When I finish infusing, I remove the needle and place gauze over the mark left along my arm. I don’t apply a Band-Aid because I’ve grown tired of the tediousness of always having to wear one. I discard my syringe and dirty needle in a Sharp’s container, another item that has proven difficult to hide in a college dorm. It’s bulky, painted red, and reads BIOHAZARD on all sides, including top and bottom. I’ve stored this under my bed as well, making that slip of space a veritable casket of secrets.
Now there is nothing more to do but wait for the medicine to take effect. Yet factor is not an instant cure; it takes time to work. So I fluff a pillow underneath my swollen knee, and suppress its dull throb with Tylenol, laying Vicodin at bedside in case it worsens. But I sleep. I wake in an hour and a dull fire jolts through my knee. I wince, but settle back into slumber, hoping that by morning I will be healed.
On a Sunday when the late-summer sun warms the campus, all my suitemates depart for the beach. The summer tourists have returned to their jobs, their public educations, and have left the warm ocean to us. It is like bathwater, my roommate says. He is lean like me, but older. He attended college for a while, flunked out, and is now back to give it another go. And this morning, he rose early to surf and has returned for a late breakfast, but plans to surf again. “It’s too perfect. The waves. The sun. The girls. Fuck studying. You should go.”

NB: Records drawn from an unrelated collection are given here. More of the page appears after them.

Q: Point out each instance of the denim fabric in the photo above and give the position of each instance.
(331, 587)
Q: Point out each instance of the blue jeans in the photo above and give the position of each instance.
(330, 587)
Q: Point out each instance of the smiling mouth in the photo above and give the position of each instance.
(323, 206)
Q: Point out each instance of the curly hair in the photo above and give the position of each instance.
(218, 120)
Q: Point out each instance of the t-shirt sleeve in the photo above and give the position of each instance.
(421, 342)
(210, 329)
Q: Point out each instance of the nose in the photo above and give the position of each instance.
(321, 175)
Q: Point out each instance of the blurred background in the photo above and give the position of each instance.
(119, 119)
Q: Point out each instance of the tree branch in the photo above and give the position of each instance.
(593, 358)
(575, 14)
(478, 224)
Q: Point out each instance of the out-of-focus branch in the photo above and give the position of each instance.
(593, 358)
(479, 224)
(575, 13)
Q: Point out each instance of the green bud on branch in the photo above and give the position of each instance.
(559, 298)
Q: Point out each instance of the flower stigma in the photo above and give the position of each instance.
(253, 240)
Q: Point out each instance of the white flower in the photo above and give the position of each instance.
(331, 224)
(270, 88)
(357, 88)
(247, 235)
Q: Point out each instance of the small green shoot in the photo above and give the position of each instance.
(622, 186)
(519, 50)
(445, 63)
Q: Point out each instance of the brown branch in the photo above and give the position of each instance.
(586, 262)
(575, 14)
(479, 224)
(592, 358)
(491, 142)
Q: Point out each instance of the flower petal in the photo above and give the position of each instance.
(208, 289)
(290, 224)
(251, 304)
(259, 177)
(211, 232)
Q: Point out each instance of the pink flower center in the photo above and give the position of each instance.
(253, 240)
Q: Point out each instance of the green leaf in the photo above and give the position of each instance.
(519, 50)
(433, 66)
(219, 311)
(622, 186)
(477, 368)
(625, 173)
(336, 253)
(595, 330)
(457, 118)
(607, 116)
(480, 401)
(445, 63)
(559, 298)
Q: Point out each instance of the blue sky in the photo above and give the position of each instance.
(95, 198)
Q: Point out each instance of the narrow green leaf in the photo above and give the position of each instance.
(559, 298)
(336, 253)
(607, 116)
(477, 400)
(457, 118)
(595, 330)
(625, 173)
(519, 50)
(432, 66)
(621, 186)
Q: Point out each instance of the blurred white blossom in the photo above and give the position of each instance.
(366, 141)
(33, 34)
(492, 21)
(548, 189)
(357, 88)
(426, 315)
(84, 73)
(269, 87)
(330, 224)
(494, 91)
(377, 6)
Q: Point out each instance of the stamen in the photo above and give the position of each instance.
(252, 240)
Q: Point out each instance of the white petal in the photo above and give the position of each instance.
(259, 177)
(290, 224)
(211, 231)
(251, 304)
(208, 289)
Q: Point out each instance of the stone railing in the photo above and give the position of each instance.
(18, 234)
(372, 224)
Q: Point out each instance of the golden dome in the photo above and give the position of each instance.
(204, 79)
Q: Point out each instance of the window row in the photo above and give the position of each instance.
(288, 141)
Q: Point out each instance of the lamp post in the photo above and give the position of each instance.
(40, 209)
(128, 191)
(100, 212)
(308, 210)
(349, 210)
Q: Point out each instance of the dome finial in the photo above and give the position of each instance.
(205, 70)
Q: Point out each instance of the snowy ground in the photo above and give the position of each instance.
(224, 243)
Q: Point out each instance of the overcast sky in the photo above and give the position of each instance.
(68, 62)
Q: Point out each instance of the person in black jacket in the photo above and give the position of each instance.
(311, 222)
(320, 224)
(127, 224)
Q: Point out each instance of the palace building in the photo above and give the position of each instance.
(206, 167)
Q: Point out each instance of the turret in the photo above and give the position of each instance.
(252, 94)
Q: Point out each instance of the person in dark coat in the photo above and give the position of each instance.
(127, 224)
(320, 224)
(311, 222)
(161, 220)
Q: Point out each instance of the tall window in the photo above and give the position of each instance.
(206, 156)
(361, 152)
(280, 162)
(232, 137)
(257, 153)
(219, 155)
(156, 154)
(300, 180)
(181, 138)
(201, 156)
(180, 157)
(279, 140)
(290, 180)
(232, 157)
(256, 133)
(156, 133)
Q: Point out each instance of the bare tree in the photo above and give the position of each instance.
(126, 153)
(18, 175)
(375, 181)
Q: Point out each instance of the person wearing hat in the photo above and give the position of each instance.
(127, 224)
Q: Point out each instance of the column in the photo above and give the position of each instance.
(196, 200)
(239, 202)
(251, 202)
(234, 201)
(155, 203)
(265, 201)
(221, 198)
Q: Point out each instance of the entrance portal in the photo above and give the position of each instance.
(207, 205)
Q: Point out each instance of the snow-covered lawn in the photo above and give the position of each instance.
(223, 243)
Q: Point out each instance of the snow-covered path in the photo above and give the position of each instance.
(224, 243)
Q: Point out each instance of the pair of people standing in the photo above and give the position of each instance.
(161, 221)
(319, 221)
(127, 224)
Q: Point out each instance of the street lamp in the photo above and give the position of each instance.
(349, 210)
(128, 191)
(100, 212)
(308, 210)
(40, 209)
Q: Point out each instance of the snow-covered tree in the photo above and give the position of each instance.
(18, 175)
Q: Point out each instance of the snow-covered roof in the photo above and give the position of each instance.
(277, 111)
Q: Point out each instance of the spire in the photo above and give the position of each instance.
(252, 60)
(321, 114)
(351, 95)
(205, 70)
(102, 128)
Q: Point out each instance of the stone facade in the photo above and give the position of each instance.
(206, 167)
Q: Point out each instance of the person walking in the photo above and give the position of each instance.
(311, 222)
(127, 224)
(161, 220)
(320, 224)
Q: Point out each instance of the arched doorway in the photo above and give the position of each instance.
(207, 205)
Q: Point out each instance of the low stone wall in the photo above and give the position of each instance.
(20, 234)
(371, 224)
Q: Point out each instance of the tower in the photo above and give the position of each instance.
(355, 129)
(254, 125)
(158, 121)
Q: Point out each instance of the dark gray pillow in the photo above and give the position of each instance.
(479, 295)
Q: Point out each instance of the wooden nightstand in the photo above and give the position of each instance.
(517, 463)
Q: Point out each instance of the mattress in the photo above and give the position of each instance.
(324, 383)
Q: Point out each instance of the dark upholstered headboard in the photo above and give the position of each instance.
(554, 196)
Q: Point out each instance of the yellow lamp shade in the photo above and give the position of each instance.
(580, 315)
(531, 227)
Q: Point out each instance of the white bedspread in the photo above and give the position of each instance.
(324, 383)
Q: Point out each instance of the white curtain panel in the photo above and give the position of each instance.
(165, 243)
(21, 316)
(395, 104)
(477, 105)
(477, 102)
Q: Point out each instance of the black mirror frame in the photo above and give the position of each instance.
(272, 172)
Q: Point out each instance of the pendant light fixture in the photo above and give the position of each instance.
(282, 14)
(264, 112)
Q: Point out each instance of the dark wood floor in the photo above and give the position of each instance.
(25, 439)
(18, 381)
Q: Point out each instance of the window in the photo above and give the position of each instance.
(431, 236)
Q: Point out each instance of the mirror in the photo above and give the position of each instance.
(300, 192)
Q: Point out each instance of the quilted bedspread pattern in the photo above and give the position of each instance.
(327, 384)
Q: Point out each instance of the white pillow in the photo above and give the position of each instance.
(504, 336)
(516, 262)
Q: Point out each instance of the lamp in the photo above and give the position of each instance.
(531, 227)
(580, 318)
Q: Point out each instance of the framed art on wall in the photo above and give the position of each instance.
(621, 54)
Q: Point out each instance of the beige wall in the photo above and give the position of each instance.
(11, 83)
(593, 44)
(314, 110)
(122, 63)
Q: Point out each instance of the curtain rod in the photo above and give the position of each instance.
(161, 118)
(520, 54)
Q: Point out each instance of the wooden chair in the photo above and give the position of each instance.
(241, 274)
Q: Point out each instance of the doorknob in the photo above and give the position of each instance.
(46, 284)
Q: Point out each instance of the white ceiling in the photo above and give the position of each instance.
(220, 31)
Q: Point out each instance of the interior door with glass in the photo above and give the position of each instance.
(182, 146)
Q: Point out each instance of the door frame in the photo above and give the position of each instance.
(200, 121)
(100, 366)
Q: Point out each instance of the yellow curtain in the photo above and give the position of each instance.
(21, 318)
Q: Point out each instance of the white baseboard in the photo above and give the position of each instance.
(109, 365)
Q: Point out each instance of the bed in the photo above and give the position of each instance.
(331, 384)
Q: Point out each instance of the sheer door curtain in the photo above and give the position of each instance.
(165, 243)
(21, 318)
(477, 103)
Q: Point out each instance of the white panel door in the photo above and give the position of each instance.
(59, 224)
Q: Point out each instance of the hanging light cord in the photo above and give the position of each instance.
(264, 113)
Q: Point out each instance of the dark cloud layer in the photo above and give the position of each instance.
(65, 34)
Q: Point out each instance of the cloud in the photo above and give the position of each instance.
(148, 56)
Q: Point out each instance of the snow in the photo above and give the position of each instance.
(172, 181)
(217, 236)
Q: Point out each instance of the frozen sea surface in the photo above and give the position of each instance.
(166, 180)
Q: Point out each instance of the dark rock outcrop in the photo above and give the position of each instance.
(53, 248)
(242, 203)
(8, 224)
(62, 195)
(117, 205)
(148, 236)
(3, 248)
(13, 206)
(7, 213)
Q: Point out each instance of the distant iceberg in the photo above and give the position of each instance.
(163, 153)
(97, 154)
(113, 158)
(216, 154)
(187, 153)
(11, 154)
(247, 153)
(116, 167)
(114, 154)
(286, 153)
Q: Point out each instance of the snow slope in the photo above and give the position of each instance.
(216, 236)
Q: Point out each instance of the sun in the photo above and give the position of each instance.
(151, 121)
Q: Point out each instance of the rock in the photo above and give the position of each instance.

“Maybe another time. I can’t today.”
“What could be so important?”
I can’t tell him, but today, I must drive three hours to Chapel Hill to refill my prescriptions. It is a secret mission, muling drugs from pharmacy to college dorm room. My monthly dose of AZT is almost out and I need factor, neither of which can be gotten in local pharmacies.
I fuel up and as I drive west on I-40, I notice the other cars heading east toward the shore. I spy their towels, their inflated balls, their Frisbees, and can even smell their sun-tanning lotion. I drive on, stopping for a quick lunch, and at one o’clock, after having parked in the garage and walked over the bridgeway to UNC’s pharmacy located on the ground level of the main hospital, I arrive. I pull a number and wait for the pharmacist to call me. A half hour passes.
“Number 215,” I hear. I rise. I go to the window.
“Yes, your name, please,” the pharmacist asks, her thin glasses sliding down her thick nose.
“Shelby Smoak. I’m here to pick up my factor along with a prescription. It was phoned in earlier this week by Dr. Trum.”
She types. “Oh, yes. Here it is.” She leaves and then returns with the AZT, laying it on the counter while reading the computer screen. “It says here that your other prescription is in our fridge. I’ll have to go get that.” And she departs, but soon lobs back with a heavy paper bag that she sets
beside the AZT. “There was a problem with insurance,” she says casually. “They denied coverage on you, so you’ll need to pay the balance and work it out with them to get reimbursed.”
I breathe deeply; I don’t have any money for this. But then I remember the emergency credit card Dad gave me. “Okay. I’ll need to make a quick call first. How much will I owe?”